About 24 million new urban job-seekers, laid-off workers from state-owned enterprises and the registered jobless have been swarming into job fairs, but only 10 million openings at the most will be available by the end of this year, the Ministry of Labor and Social Security said in the latest report.

A ministerial official surnamed Zhang said Monday that the report, authored by renowned experts and economists, has already been widely issued to governments at all levels across the nation to help them relieve the increased headache, which partly resulted from the SARS (severe acute respiratory syndrome) outbreak.

Lin Yueqin, a researcher from the Economic Research Institute affiliated to the Chinese Academy of Social Sciences, said the government should devise policies to cushion those industries against the impact of SARS on employment. "The SARS outbreak will not affect China's economic growth in the long run but its job market will be hardest hit," said Lin.

Despite a slow recovery, the retail, catering, hotel and recreation industries were dealt the biggest blow from SARS.

There are about 50 million people employed in these sectors. If their total business shrank by 10 to 20 percent, 5 to 10 million jobs would be under threat.

Tourism, real estate, construction, training and household services have also been seriously affected. About 100 million workers are engaged in these sectors. If these sectors earn 5 to 10 percent less revenue, about 5 to 10 million jobs will be affected.

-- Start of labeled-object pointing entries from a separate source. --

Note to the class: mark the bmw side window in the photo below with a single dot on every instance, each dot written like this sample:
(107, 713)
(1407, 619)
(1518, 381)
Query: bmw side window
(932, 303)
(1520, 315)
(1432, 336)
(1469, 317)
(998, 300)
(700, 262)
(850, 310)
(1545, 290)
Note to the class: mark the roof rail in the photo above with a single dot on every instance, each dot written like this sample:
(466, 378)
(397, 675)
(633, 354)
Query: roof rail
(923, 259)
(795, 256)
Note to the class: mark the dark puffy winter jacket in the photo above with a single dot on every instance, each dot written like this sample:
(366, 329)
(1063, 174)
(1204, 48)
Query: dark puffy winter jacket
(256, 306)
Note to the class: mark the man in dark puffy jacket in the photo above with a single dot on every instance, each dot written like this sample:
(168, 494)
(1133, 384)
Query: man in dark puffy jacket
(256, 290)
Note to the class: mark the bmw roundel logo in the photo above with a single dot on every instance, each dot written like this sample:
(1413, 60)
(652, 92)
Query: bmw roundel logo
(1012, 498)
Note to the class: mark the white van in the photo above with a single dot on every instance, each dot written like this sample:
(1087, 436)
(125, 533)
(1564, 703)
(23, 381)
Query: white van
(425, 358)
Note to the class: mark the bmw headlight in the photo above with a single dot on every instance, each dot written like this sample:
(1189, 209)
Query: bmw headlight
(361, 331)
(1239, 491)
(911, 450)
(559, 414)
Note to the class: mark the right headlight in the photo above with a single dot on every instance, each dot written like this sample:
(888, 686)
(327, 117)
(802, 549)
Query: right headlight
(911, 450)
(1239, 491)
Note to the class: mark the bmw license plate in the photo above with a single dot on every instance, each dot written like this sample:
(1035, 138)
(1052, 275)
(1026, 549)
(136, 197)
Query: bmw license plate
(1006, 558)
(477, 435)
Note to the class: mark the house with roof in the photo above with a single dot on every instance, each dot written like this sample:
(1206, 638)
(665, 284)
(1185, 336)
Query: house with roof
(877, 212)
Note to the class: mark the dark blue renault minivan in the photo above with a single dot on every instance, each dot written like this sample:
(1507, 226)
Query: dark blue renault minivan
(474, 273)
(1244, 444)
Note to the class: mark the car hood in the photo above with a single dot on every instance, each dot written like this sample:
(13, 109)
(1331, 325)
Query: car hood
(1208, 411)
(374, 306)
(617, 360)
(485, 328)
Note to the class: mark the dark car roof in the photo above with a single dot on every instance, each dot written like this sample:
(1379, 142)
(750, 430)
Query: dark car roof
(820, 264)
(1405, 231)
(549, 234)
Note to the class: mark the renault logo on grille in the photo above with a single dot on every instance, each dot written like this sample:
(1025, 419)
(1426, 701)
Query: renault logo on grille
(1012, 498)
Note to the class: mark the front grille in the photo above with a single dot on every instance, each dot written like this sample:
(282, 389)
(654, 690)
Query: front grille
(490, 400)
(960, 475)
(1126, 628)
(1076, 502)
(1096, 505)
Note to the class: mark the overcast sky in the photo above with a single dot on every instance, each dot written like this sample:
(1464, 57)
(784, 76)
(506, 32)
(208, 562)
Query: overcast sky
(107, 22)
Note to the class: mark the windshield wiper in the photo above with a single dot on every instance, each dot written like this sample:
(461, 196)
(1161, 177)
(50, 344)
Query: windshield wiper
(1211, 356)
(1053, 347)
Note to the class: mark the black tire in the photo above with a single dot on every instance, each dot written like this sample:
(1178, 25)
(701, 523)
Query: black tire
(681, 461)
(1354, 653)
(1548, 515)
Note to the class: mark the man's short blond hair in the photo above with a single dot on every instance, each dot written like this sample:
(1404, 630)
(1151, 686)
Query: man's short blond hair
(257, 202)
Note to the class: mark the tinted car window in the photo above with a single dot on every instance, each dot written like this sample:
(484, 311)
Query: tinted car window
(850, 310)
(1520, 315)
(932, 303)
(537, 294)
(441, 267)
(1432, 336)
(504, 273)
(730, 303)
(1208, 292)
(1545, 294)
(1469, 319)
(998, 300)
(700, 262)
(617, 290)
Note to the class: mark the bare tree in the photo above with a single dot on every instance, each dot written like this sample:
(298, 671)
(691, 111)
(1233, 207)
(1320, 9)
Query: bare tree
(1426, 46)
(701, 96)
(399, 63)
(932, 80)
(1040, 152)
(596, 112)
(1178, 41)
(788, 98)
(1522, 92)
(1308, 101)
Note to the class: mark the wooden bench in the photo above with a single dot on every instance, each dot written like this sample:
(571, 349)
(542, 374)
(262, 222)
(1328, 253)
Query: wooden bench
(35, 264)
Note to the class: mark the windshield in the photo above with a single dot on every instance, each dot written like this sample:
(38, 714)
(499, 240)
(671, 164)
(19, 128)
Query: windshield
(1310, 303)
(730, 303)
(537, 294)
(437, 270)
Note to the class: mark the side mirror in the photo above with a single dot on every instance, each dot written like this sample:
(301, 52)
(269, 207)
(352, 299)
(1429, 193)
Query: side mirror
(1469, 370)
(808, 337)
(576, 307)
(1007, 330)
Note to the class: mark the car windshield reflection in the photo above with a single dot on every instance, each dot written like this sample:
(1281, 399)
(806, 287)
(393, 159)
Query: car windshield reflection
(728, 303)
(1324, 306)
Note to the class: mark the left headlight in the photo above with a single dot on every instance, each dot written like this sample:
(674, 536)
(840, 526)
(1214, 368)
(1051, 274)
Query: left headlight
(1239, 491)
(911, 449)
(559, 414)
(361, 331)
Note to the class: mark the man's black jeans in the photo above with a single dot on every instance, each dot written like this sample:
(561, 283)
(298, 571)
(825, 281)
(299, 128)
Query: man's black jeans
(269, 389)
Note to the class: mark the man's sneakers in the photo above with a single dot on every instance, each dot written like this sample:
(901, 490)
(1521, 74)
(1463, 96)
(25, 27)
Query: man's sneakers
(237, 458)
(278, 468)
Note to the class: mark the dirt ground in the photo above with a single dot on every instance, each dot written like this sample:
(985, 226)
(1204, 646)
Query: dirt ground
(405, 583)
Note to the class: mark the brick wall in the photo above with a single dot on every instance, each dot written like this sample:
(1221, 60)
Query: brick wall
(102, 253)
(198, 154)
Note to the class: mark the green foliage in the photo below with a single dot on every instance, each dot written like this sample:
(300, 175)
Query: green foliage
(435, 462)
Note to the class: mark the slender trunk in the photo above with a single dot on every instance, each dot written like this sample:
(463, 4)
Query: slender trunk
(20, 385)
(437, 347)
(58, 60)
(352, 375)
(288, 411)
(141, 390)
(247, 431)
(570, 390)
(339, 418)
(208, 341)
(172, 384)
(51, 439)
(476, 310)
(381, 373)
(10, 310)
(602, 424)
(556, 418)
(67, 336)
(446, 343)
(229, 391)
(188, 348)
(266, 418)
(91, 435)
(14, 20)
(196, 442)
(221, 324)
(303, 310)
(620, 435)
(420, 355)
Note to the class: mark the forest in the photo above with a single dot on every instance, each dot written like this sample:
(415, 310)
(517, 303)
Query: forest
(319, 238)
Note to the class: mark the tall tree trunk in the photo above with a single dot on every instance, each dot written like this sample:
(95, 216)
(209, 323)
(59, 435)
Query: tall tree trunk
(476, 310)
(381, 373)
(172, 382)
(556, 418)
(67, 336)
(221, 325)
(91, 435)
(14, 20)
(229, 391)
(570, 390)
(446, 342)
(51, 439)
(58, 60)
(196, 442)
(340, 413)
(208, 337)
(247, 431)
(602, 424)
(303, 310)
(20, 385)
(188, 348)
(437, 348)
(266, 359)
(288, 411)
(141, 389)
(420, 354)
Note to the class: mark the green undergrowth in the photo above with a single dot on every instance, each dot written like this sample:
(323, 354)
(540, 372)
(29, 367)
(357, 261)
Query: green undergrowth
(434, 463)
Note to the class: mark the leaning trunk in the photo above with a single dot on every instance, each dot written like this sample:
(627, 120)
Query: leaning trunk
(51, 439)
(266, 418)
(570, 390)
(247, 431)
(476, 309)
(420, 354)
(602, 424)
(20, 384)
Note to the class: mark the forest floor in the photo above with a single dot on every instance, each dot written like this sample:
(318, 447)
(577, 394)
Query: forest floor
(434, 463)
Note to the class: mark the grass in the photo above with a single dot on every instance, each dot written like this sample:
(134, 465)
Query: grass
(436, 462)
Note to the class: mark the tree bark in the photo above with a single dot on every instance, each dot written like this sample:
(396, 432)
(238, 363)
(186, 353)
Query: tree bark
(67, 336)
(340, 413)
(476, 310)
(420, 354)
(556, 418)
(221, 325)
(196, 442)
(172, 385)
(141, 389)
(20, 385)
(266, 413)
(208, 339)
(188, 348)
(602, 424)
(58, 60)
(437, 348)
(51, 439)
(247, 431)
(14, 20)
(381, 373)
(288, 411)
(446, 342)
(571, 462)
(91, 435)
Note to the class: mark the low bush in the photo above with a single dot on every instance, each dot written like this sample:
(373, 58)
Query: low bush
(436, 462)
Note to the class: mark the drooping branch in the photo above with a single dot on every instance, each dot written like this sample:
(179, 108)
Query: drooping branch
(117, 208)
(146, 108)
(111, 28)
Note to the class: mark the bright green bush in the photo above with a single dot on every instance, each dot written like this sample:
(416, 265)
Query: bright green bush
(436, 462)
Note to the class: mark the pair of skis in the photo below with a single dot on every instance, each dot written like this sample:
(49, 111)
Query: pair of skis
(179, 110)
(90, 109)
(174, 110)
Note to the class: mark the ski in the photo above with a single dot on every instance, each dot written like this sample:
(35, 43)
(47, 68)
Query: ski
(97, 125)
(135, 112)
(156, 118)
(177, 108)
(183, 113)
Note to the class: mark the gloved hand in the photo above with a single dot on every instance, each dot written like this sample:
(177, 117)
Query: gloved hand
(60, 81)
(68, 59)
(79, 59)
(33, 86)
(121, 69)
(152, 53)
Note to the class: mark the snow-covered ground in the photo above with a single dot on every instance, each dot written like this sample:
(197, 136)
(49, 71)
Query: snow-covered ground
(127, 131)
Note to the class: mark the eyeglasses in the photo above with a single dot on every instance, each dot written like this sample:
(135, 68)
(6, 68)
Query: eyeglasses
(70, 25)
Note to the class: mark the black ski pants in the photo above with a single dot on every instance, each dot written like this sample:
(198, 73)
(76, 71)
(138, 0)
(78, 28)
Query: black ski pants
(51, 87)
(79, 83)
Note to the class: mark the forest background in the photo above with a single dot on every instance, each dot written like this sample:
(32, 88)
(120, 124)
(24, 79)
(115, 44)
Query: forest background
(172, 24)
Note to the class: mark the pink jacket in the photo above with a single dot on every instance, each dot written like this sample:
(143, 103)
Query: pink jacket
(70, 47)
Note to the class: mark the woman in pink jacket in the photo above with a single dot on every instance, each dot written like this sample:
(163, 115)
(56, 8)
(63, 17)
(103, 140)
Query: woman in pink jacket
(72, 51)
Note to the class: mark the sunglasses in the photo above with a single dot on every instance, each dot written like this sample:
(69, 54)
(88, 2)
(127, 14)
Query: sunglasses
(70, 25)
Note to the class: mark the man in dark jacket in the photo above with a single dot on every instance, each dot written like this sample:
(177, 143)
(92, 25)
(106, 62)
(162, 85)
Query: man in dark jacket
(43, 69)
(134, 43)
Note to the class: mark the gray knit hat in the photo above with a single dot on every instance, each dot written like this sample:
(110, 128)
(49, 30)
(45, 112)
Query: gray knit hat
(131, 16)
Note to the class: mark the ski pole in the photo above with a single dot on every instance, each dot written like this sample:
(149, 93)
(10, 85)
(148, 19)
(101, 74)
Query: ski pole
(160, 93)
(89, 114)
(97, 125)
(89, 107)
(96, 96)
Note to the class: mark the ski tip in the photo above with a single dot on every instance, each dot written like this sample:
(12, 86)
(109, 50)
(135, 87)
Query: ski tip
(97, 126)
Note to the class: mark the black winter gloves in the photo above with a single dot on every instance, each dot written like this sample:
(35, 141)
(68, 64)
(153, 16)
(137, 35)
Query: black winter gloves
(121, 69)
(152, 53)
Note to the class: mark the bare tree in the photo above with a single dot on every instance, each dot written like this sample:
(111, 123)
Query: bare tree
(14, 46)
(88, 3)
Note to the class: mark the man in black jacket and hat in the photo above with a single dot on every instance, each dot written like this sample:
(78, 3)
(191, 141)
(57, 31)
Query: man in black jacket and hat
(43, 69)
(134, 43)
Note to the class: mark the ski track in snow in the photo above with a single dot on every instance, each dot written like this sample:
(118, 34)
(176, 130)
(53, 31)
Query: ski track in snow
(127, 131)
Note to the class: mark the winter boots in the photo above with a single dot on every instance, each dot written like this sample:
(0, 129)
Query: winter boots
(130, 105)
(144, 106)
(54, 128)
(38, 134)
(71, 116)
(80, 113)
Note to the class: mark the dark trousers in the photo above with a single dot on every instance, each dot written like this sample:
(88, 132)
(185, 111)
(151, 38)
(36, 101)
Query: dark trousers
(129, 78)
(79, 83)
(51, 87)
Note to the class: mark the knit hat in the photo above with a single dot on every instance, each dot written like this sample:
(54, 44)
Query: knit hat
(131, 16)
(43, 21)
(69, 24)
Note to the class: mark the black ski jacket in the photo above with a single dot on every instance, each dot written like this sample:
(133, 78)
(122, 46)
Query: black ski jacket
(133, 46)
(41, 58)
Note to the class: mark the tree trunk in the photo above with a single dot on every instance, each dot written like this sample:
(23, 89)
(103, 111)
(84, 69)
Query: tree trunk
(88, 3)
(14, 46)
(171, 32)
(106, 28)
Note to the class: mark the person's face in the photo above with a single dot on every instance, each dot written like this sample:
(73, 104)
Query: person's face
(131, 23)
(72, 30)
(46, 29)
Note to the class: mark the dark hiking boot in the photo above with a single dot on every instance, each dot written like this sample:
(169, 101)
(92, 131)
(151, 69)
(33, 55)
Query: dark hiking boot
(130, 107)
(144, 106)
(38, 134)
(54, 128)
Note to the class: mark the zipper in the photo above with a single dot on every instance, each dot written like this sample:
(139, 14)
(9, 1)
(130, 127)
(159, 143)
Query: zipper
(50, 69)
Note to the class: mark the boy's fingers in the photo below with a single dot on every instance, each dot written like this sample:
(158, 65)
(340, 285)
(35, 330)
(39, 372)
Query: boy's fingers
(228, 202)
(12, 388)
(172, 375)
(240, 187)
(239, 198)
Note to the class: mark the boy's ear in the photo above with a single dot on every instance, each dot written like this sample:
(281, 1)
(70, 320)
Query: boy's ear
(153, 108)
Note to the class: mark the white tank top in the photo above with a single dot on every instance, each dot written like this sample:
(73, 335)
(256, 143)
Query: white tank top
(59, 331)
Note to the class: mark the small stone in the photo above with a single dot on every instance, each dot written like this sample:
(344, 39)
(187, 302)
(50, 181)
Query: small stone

Lin said many enterprises will not expand their recruitment or production this year because of the SARS outbreak, reducing the number of new jobs available.

Echoing Lin's suggestion, Mo Rong, an expert from the Ministry of Labor and Social Security, said the situation required emergency measures such as providing living subsidies to unemployed workers in SARS-hit areas, and reducing taxes on certain companies and industries to prevent possible job cuts.

"The government should ban employers from cutting short employment contracts without good reason and from firing staff during the SARS crisis," said Mo.

A group of experts recently suggested that the government should urgently take heed of this advice in order to prevent fluctuations of employment when crises such as SARS occur.

Mao Yushi, a renowned economist from the Beijing-based Unirule Economic Institute, said social security measures should cover not only urban residents, but also migrant farmers.

"Many migrants left the cities when the SARS appeared because of fear, with no unemployment benefit or insurance," said Mao.

About 8 million farmers returned home during April and May and now 73 percent are still waiting to see if the cities are safe enough to return and find jobs. "They are idle and their income has greatly reduced, which has affected consumption," said Mao.

Meanwhile, taxes on affected sectors should be reduced and government fees should be cancelled and the related governmental departments should conduct regular check on efficiency over the measures, which have already been deployed in certain industries in some regions.

The experts also suggested that the government should encourage people to open new businesses by relaxing regulations, lowering capital requirements, simplifying registration and approval procedures, and reducing various charges.